The bezel on the Xoom is considerably smaller than iPad and has no hardware
buttons but Pogue finds only the differences worth a ridicule.

The browser on the Xoom is way more desktop like than the iPad - Pogue won't
give a damn about that either.

He is bent on making himself look stupid by sigthing the 5 vs. 11 scrollable
desktops on Xoom and iPad when Android desktop is nothing like the I pad.

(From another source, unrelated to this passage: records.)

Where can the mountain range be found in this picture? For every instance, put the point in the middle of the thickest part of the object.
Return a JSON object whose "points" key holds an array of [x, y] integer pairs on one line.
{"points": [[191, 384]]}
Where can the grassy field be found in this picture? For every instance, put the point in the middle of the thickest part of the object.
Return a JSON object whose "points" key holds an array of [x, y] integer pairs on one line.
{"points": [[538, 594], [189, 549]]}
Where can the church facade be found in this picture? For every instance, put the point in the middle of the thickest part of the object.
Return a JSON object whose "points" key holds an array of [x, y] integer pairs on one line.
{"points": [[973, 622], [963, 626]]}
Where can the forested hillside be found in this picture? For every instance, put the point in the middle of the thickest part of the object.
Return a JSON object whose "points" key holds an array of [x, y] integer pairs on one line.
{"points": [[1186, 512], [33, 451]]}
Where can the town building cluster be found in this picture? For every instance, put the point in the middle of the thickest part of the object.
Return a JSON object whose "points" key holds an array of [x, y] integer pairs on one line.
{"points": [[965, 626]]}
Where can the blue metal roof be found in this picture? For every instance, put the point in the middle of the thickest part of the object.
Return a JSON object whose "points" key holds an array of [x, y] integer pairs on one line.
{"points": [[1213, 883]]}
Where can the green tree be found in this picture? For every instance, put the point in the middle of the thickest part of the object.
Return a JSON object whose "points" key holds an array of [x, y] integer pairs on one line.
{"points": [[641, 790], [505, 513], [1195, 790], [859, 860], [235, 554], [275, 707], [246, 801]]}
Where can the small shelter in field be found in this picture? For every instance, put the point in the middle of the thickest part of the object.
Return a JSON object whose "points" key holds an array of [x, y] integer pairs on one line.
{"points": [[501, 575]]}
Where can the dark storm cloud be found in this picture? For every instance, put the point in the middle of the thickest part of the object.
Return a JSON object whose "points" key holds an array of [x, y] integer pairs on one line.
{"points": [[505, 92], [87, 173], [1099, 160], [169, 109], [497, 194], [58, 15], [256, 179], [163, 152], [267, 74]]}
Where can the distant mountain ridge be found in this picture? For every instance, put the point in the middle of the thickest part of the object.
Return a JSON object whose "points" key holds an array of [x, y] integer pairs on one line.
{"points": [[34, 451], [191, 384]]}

He found the similar iBooks and Google Books animation similarities amusing
but chose to neglect the fact that you can actually buy a book or two on
Google Book Store ;)

Wow. Just wow. Watch the video as well while you are at it.

------
ZeroGravitas
This is the second review I've seen where they get the price wrong and after
they correct the price they just leave all the conclusions and surrounding
text the same, so that it no longer makes sense. It's a bit sloppy, but maybe
it's done by an lowly-editor who doesn't have the authority to be rewriting
articles just because the author got some basic facts wrong.